Brief recipes and results for aligning Qwen3 models with LoRA-based SFT and DPO. This README distills the training scripts and experiment logs in this repo into a practical, minimal guide.
- SFT:
sft_train.py(LoRA SFT on T-Wix, MT-Bench-RU eval, optional KL regularization and early stopping) - DPO (single-task):
dpo_train.py(auto preference pairs from TAT-QA + TAT-QA/MT-Bench/Instruction eval) - DPO (multi-task):
dpo_train_mt.py(Reddit Finance + Finance-Instruct; optional 3-way with general instructions) - DPO (progressive multi-stage):
dpo_train_mt_v2.py(Stage 1 general → Stage 2 finance → Stage 3 social finance) - Experiment logs:
sft_experiments_qwen3_*.md,dpo_experiments*.md,dpo_experiments*.jsonl
- T-Wix (t-tech/T-Wix): Russian mixed general/reasoning chat data (SFT)
- TAT-QA: Finance QA over tables + passages (DPO pair construction; EM-like accuracy)
- Reddit Finance 43 (winddude/reddit_finance_43_250k): Post→comment (DPO pairs via comment score)
- Finance-Instruct-500k: Financial instruction-following (pairs by using reference as chosen)
- General DPO (e.g., Intel/orca_dpo_pairs): General capability preservation in progressive flow
- MT-Bench (RU/EN): General capability scoring via reward model on a 1–10 scale (avg score)
- SFT validation: eval_loss, perplexity
- TAT-QA: EM-like accuracy (numeric tolerance for arithmetic)

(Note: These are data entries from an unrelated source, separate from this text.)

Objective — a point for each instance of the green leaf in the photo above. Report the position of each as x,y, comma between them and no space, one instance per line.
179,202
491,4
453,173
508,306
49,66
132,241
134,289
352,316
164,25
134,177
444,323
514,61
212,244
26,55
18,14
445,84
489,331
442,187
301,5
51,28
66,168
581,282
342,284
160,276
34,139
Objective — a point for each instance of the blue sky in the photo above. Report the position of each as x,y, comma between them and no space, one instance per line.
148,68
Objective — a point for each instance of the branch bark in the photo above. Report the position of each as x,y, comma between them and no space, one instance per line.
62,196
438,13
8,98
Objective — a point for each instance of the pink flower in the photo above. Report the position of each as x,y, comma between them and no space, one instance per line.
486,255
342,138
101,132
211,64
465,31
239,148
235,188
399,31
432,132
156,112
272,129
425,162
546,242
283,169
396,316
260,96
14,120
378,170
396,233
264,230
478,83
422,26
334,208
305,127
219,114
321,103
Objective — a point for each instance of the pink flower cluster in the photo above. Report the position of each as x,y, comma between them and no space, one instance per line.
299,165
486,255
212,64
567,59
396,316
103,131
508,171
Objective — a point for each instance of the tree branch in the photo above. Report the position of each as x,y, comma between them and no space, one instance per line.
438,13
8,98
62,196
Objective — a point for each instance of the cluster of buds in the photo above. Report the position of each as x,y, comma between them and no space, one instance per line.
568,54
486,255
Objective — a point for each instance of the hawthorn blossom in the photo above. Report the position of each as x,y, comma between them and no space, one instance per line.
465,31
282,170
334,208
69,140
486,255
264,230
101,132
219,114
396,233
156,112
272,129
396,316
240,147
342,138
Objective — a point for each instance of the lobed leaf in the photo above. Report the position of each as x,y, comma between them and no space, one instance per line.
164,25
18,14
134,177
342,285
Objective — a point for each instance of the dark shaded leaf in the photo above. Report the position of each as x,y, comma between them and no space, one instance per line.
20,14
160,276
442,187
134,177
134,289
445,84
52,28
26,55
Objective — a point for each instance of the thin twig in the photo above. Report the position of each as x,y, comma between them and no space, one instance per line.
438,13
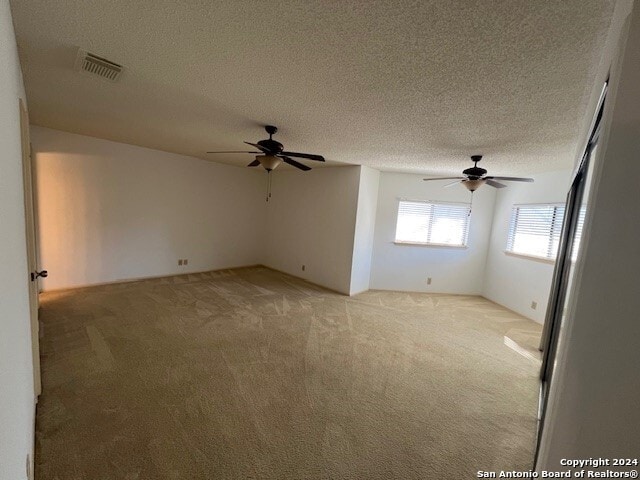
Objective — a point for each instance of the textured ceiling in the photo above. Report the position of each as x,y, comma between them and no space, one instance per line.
396,85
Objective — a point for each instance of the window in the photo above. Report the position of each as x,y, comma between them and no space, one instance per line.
535,230
430,223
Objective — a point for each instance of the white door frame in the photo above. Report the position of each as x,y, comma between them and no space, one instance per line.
32,248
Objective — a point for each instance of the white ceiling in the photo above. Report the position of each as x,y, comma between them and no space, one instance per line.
399,85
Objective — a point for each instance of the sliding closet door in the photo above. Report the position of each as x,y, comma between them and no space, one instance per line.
563,276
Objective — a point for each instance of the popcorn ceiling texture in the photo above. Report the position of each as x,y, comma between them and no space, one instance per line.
402,85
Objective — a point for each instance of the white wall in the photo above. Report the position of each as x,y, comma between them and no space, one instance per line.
405,267
364,230
595,391
16,368
110,211
512,281
310,221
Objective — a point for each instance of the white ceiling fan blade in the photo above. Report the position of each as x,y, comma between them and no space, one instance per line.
511,179
495,184
444,178
457,182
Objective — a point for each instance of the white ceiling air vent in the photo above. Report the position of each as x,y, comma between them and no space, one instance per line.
95,65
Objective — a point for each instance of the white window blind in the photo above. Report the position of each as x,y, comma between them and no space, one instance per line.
432,223
535,230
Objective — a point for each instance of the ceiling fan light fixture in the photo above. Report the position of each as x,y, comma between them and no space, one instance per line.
473,185
269,162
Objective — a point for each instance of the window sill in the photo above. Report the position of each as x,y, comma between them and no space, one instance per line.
535,258
436,245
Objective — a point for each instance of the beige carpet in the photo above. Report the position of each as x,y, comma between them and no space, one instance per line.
250,373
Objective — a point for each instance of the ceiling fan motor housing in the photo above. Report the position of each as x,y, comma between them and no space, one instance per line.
474,172
269,162
271,145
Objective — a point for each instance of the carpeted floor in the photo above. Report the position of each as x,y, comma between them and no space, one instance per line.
251,373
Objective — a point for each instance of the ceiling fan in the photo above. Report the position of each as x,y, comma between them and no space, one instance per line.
475,177
271,153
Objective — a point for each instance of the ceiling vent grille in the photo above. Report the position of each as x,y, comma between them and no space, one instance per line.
95,65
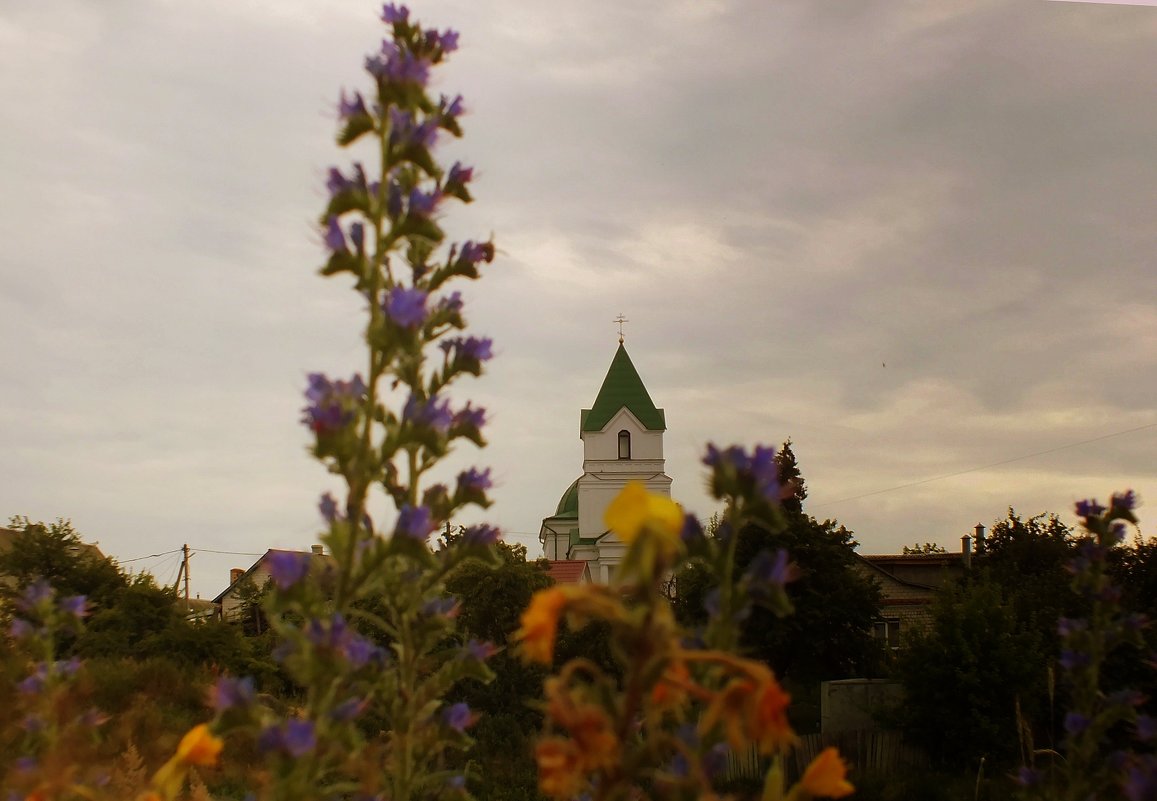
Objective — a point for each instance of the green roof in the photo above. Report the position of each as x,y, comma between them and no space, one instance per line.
623,387
568,505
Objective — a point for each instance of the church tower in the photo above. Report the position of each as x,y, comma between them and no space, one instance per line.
623,441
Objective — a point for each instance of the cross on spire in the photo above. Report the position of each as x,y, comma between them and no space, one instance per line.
620,320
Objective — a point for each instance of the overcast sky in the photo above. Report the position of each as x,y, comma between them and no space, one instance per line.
916,236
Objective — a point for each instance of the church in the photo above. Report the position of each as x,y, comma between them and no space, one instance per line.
623,441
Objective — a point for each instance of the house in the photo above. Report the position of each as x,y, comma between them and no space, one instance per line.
231,599
569,572
908,585
623,441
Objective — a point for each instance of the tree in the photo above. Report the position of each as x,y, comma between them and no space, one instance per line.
963,677
56,553
828,636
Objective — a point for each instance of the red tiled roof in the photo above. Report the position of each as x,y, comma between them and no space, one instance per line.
567,571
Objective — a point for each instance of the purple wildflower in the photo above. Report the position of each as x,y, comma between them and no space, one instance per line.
331,404
414,522
287,567
334,237
1125,500
470,350
295,737
692,530
404,131
229,692
1071,660
470,418
1090,508
351,107
458,717
449,41
406,307
398,66
422,204
472,252
481,535
736,471
74,605
450,108
35,681
337,183
329,508
1076,722
451,302
393,14
459,174
433,413
360,652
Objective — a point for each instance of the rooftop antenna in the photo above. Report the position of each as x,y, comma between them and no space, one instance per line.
620,320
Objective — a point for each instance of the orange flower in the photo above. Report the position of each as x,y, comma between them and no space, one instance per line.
826,776
753,710
199,747
671,688
540,624
771,727
559,769
588,725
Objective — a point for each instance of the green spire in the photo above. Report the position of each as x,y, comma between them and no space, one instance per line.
623,387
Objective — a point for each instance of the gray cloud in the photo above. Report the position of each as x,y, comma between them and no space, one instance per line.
781,197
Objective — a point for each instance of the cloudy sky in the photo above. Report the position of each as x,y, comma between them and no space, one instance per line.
916,236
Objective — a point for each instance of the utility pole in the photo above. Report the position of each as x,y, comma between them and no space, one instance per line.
184,550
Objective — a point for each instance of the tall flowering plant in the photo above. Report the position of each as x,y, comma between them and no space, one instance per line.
1099,721
662,725
368,631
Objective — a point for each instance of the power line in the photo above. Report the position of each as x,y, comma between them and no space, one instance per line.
986,467
230,553
150,556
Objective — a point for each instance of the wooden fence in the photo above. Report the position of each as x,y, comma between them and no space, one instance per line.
866,751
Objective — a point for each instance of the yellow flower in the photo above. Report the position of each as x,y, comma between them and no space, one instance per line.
199,747
540,624
634,511
826,776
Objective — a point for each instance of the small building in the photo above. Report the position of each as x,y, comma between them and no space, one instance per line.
230,600
623,441
908,585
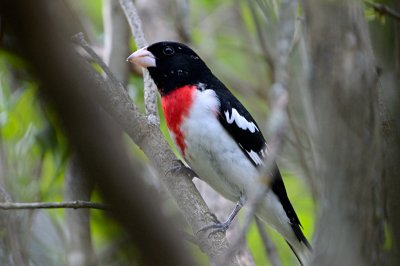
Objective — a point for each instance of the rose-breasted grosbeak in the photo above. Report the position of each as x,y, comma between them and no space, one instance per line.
217,136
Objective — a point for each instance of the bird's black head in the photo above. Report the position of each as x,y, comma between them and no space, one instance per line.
171,65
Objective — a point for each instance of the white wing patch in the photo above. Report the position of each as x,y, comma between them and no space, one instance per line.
255,157
240,121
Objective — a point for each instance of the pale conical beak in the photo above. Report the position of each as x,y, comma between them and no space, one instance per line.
143,58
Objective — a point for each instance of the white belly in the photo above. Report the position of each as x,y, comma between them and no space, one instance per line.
212,153
218,160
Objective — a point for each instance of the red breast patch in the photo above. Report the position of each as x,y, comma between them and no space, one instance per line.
176,106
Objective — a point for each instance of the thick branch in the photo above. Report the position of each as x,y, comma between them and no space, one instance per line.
150,89
150,139
91,133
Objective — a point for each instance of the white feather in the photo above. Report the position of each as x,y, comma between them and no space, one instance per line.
218,160
240,121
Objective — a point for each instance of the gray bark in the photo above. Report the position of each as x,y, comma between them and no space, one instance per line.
79,241
342,87
116,41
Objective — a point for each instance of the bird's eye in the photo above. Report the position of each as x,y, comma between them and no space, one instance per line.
168,50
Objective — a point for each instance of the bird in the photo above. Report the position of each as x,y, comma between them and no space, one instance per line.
217,137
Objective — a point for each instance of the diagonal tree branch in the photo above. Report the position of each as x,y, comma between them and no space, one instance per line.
149,138
150,89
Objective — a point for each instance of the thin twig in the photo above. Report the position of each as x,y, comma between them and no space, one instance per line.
268,53
278,119
270,248
383,9
189,238
80,40
150,89
77,204
151,141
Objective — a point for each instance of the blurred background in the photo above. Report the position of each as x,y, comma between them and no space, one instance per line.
35,159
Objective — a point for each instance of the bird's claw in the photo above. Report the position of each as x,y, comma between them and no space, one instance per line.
180,166
216,227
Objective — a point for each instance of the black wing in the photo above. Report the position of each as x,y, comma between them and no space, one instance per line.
244,130
241,126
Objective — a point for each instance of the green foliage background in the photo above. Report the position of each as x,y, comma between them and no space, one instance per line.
35,152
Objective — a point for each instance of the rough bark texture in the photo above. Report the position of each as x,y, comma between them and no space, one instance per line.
116,41
90,131
386,43
343,95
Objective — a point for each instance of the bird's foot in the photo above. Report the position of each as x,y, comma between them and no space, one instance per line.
216,227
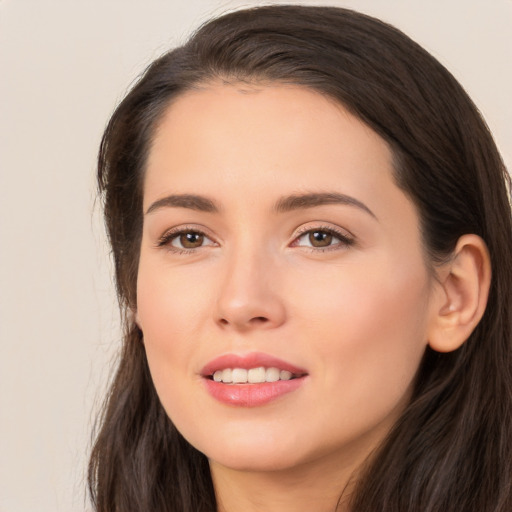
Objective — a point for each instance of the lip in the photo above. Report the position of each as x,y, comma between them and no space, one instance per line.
250,395
247,361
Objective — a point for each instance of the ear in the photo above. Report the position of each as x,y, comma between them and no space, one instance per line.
135,317
464,284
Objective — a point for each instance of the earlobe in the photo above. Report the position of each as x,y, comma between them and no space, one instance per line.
464,284
135,316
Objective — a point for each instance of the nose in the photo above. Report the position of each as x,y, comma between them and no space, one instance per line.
250,296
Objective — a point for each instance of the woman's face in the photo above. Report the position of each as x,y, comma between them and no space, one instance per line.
276,245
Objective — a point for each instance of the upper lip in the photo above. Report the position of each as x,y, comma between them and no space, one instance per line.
248,361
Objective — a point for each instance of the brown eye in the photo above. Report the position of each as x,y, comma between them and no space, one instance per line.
190,240
320,238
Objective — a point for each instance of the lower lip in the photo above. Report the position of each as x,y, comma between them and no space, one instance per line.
251,395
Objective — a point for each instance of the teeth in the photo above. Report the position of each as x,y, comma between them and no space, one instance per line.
256,375
285,375
239,376
272,375
251,376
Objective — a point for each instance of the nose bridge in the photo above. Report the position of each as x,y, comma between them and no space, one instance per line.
249,295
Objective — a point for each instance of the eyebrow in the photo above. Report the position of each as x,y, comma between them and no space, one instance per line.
191,201
285,204
296,202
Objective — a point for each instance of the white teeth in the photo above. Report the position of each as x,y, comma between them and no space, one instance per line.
251,376
272,375
239,376
227,375
285,375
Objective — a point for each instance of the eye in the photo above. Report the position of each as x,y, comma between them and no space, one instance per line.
323,238
183,240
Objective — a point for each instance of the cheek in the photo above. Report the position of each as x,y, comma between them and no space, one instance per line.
170,312
369,331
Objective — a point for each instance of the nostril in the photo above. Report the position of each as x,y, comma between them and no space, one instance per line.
259,320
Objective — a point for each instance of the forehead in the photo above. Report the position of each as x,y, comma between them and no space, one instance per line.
231,130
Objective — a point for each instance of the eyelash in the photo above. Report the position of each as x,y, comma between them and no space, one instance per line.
344,240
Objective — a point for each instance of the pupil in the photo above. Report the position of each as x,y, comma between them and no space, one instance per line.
320,239
191,240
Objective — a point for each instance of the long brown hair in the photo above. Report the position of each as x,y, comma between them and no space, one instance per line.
451,450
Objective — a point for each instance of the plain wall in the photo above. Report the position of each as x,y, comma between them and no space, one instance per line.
63,67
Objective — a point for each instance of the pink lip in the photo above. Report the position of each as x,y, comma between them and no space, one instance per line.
250,395
247,361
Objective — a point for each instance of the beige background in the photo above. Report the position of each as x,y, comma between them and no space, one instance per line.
63,66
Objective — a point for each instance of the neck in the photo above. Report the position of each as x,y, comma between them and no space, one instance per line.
319,487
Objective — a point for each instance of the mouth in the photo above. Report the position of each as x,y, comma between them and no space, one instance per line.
257,375
252,379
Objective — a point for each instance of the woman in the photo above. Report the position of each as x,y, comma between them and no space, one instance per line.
312,234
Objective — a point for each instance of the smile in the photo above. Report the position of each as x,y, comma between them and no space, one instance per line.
252,375
251,380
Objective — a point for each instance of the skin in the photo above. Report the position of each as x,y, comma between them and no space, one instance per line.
355,315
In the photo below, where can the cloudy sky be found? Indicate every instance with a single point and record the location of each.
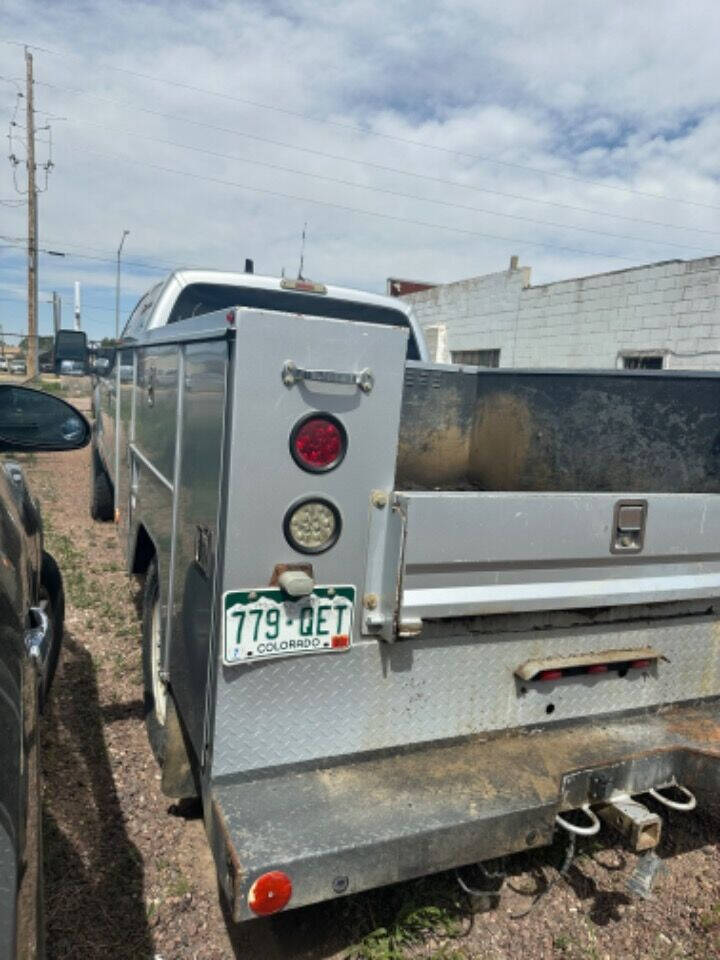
(417, 140)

- MT-Bench: average reward-model score (1–10)
- Instruction following: average reward-model score and success rate (≥7/10)
- Reddit reward: average reward-model score on generated replies
- Script:
sft_train.py - Core ideas: 4-bit base + LoRA; KL(student||reference) anchoring to reduce forgetting (mode-seeking D_KL; optional tail-only and warmup); optional MT-Bench-RU early-stopping; dataset subsetting and reasoning mix.
- Useful flags:
--subset [general|reasoning|both],--mix_reasoning_ratio,--kl_coef/start/warmup/limit_seq,--mtbench_ru auto,--mtbench_questions_limit,--early_stop_patience.
Recommended SFT config (balanced, small model):
- Model: Qwen/Qwen3-1.7B
- Data: subset=both, mix_reasoning_ratio≈0.2, sample_ratio≈0.25, max_seq_length≈512–768
- LoRA: r=8, α=16, dropout=0.05; lr≈1e-5; epochs 1–2; pack off
- KL regularization: coef≈0.03, start≈200, warmup≈300–400, limit_seq=128 (tail-only)
- MT-Bench eval: greedy (temperature=0), full 80Q for final
Observed SFT results (from logs):
- S4 (2 epochs, conservative KL): val loss 1.4698 → 1.2672; PPL 4.3482 → 3.5509; MT-Bench (80Q) 2.4949 → 2.8033.
- S3 (1 epoch, tuned): val loss 1.4698 → 1.2949; PPL 4.3482 → 3.6507; MT-Bench 2.5893 → 3.3673 (32Q subset); full-80Q confirmation: 2.7721.
Quick start (PowerShell, single line):
poetry run python sft_train.py --model Qwen/Qwen3-1.7B --output_dir qwen3_sft_mix20 --subset both --mix_reasoning_ratio 0.2 --sample_ratio 0.25 --epochs 1 --batch 8 --grad_acc 16 --max_seq_length 512 --learning_rate 1e-5 --lora_r 8 --lora_alpha 16 --kl_coef 0.03 --kl_start_step 200 --kl_warmup_steps 300 --kl_limit_seq 128 --mtbench_ru auto --mtbench_questions_limit 0 --mtbench_temperature 0.0 --num_proc 4
- Script:
dpo_train.py - Core ideas: stream TAT-QA JSON; build preference pairs per question (chosen=gold; rejected=plausible); fresh LoRA on 4-bit base; evaluate on TAT-QA, MT-Bench (RU), instruction following.
- Useful flags:
--beta,--learning_rate,--max_prompt_length/max_length,--use_chat_template,--do_mtbench,--do_instruct.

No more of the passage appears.